The Brazilian peoples, however, consider the “time frame” to be illegitimate because it does not recognize that they inhabited those lands long before 1988. In fact, settlers have been violently expelling Indigenous peoples from their territories for decades.

Even though five judges recognized Indigenous peoples' historical rights, some differences persist between them on how to apply territorial rights, especially in the case of lands that settlers have legally occupied.

This occupation occurred because white settlers bought land from subnational governments, which sold them under the protection of many legal loopholes that existed on this issue before the 1988 Constitution.

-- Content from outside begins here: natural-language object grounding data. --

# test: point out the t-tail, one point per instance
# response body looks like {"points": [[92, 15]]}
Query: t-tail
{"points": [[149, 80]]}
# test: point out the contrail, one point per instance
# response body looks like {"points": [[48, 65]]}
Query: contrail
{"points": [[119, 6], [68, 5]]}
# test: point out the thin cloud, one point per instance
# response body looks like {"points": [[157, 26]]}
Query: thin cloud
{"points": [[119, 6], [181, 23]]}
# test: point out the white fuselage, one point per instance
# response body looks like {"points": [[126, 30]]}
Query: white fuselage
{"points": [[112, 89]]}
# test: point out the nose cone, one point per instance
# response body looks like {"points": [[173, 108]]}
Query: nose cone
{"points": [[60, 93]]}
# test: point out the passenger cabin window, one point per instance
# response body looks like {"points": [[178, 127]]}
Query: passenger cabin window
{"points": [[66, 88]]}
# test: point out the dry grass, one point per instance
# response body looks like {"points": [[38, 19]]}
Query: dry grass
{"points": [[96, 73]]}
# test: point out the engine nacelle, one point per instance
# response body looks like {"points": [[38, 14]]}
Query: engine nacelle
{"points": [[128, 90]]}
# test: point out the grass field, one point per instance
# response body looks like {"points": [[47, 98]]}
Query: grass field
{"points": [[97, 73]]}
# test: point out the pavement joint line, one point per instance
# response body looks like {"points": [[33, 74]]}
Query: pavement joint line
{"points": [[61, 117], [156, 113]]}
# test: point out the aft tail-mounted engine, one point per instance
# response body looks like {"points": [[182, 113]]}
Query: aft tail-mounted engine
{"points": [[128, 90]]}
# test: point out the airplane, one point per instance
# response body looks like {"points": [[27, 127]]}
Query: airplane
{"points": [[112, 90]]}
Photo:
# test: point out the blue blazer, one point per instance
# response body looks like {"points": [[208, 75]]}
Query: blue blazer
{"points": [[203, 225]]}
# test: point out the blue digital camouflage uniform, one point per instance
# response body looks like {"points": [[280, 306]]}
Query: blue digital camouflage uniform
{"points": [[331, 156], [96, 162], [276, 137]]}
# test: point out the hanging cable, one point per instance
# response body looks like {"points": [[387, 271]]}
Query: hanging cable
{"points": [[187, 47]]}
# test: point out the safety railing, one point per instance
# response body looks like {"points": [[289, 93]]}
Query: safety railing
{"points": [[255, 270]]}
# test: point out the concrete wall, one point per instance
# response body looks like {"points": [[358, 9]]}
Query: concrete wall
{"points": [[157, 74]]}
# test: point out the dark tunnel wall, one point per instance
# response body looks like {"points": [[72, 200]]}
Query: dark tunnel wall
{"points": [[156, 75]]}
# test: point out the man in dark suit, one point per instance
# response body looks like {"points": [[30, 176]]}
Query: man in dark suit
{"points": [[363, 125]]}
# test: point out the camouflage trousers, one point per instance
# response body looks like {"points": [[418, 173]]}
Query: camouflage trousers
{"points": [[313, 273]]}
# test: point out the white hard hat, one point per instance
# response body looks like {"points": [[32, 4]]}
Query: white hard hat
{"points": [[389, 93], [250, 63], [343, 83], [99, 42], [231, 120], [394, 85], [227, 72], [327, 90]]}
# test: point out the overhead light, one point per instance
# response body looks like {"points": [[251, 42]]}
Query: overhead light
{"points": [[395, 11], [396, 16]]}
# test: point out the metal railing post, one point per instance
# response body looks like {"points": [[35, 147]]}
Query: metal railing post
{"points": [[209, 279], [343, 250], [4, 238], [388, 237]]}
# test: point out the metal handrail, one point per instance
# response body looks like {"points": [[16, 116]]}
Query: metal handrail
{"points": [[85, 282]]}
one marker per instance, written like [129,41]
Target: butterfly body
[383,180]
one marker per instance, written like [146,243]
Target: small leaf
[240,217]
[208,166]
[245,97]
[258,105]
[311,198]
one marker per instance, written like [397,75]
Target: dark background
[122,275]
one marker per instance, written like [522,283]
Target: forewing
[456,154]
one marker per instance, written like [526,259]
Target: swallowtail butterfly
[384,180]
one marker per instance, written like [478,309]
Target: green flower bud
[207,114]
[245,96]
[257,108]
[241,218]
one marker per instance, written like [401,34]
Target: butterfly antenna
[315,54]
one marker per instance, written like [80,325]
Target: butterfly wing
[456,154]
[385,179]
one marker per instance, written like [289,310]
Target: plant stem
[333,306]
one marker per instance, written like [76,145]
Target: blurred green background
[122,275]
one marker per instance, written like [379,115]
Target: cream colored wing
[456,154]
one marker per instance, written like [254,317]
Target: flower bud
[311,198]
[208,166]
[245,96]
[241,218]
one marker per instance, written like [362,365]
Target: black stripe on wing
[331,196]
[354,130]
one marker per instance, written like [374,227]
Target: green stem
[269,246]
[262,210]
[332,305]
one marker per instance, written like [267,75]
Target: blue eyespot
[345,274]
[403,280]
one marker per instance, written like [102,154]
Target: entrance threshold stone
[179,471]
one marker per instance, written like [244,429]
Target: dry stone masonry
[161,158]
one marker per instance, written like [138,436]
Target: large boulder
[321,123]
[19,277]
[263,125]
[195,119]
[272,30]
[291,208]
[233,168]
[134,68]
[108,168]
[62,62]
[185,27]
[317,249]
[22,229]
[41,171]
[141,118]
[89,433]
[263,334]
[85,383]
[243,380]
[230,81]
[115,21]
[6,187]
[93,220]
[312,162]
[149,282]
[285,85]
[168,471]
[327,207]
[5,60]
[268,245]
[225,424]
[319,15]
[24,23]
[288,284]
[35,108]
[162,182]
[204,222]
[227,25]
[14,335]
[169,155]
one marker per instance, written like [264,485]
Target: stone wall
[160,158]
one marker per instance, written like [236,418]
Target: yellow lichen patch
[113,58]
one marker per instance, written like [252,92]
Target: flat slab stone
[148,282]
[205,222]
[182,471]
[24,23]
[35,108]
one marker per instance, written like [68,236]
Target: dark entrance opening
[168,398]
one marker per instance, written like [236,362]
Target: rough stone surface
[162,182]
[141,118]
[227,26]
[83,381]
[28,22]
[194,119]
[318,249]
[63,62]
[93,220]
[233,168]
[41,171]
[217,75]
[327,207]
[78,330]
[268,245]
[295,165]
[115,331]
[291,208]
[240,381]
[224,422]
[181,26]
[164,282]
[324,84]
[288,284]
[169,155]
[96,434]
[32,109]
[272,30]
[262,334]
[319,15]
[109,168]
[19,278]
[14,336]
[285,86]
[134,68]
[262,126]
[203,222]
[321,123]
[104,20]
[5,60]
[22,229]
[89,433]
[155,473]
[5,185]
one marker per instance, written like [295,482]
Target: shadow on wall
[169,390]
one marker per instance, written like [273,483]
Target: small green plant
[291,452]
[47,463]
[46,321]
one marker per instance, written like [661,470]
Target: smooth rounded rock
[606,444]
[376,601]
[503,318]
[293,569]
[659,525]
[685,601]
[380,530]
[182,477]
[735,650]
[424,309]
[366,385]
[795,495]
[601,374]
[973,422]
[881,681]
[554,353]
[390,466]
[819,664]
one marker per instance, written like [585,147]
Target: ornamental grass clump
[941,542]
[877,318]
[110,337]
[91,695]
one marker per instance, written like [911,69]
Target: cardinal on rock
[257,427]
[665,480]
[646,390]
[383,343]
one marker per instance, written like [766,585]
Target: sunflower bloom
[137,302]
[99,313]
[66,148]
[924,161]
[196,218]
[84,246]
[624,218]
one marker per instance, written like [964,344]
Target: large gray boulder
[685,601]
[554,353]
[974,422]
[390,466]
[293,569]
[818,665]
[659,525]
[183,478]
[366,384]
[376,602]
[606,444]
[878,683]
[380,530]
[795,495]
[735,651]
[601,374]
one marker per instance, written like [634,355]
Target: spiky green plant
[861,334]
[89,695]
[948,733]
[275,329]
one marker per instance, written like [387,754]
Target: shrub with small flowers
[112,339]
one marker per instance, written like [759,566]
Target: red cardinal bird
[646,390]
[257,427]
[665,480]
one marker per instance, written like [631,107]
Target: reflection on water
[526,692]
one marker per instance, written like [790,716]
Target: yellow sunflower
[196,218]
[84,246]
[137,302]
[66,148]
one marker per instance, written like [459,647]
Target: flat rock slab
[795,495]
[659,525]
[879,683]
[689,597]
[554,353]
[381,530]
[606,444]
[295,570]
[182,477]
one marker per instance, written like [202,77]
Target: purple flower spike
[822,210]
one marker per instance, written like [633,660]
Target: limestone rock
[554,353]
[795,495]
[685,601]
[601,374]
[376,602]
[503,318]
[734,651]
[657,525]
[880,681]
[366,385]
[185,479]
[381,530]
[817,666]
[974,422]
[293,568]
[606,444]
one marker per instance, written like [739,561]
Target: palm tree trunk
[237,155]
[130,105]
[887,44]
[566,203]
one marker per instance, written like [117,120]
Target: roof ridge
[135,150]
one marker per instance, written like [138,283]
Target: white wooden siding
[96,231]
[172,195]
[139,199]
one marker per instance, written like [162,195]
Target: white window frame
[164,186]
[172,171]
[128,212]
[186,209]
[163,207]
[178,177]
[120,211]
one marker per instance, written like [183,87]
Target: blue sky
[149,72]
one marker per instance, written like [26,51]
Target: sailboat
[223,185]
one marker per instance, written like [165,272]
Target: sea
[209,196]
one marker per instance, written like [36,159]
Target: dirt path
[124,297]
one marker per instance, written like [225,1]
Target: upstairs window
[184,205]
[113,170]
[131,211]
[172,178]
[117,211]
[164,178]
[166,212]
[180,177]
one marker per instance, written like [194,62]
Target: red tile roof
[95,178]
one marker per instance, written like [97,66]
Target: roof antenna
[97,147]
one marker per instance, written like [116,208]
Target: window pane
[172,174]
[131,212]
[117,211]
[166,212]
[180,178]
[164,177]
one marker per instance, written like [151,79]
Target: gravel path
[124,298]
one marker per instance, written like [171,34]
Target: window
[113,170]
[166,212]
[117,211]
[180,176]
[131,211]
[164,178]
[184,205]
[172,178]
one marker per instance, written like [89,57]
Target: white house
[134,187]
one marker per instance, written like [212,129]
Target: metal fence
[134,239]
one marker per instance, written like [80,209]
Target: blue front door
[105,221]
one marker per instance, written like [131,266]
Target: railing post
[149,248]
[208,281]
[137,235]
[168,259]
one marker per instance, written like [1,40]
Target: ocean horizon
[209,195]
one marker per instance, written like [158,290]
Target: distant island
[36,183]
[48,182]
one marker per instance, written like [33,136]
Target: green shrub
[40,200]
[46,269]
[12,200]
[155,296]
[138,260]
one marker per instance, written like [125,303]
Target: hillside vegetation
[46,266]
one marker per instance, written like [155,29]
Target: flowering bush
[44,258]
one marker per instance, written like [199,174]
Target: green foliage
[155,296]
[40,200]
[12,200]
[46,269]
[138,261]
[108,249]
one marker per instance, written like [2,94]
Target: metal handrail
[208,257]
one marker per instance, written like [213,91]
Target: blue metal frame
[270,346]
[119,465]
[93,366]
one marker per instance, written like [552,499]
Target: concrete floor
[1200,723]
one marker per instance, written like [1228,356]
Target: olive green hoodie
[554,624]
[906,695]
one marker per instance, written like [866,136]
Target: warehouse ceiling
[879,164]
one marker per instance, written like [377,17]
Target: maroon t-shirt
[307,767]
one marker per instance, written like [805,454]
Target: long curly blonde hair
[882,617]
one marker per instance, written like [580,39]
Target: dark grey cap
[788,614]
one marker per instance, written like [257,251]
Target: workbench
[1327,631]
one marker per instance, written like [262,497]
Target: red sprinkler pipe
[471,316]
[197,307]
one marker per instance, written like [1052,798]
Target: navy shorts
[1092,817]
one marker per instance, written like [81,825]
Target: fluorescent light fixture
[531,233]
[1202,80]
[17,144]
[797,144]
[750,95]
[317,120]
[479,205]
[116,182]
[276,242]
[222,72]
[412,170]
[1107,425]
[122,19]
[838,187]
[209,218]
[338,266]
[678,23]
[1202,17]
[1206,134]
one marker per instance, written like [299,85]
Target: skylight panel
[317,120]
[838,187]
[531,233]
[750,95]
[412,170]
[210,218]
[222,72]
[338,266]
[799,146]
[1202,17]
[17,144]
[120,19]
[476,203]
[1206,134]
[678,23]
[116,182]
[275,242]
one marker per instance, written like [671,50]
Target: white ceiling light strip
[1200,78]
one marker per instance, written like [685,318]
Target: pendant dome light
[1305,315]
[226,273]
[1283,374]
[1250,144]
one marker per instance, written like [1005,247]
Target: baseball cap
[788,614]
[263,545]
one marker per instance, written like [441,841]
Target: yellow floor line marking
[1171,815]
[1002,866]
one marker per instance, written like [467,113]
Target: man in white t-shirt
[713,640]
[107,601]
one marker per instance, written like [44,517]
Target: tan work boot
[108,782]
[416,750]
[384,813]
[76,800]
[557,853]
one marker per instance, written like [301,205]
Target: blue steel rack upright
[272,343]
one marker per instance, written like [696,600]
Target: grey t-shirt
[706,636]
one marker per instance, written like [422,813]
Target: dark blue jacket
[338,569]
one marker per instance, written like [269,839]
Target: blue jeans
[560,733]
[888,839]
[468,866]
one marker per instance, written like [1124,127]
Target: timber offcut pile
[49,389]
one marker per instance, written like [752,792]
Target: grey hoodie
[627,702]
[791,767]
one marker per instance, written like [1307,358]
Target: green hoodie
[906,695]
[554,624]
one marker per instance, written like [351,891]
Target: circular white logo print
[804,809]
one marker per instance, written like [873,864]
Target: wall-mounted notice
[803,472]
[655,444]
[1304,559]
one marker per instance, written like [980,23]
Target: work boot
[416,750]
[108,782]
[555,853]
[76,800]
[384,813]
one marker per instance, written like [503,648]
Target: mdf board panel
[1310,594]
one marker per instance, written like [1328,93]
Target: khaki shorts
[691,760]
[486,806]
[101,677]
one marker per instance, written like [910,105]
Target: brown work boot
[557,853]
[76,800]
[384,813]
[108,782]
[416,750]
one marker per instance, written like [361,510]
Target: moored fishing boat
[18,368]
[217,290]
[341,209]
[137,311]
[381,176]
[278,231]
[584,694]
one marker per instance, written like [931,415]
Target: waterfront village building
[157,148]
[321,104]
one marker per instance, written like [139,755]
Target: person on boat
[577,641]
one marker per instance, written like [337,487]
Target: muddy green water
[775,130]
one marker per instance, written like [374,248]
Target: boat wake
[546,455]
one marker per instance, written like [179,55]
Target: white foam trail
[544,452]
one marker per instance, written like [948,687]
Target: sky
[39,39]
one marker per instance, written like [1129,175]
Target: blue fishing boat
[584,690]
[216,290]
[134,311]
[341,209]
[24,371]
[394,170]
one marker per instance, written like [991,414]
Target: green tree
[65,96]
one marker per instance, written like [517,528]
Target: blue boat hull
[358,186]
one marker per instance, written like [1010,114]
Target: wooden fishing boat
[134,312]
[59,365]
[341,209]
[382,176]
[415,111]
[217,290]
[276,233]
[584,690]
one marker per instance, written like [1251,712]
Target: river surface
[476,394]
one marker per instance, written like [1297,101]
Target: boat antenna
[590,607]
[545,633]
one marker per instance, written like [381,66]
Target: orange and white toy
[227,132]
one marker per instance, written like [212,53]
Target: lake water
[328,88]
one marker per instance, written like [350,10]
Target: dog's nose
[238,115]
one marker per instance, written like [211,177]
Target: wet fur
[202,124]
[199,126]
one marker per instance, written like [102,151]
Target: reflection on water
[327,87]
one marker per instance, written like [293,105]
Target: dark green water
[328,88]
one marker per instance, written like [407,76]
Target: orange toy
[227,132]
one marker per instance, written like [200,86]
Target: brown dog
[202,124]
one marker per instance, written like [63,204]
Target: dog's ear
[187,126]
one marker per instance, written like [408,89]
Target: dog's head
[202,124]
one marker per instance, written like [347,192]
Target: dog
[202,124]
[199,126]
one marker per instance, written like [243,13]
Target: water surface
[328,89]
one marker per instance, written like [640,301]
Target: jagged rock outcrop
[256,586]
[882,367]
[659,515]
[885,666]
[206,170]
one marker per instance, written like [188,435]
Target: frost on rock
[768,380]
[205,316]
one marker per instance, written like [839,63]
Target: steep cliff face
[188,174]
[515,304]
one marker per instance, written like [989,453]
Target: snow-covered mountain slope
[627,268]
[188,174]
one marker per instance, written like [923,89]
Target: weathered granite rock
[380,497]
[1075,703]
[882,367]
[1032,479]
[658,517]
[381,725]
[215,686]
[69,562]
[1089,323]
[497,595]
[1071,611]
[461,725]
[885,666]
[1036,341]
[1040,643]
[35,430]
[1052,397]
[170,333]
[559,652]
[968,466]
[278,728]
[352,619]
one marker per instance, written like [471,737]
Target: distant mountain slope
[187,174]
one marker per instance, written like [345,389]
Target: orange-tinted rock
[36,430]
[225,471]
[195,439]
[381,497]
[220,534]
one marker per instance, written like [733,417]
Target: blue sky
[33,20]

To resolve the disagreements, Judge Alexandre de Moraes proposes that the white settlers abandon the Indigenous territories and be compensated by the Brazilian State.

This policy, however, would not apply to those settlers who occupied land through violence since they would be evicted without any compensation.

Alternatively, De Moraes also proposes that Indigenous peoples be compensated with the concession of territories of equivalent extensions.

While the discussion continues in the Supreme Court, a Senate committee is discussing a bill that seeks to recognize the "time frame", which is what right-wing politicians and agricultural businessmen vehemently desire.

These groups try to prevent the Brazilian State from recognizing at least 200 areas as Indigenous territories, especially in the Amazon basin where their mining and other illegal extractive activities take place.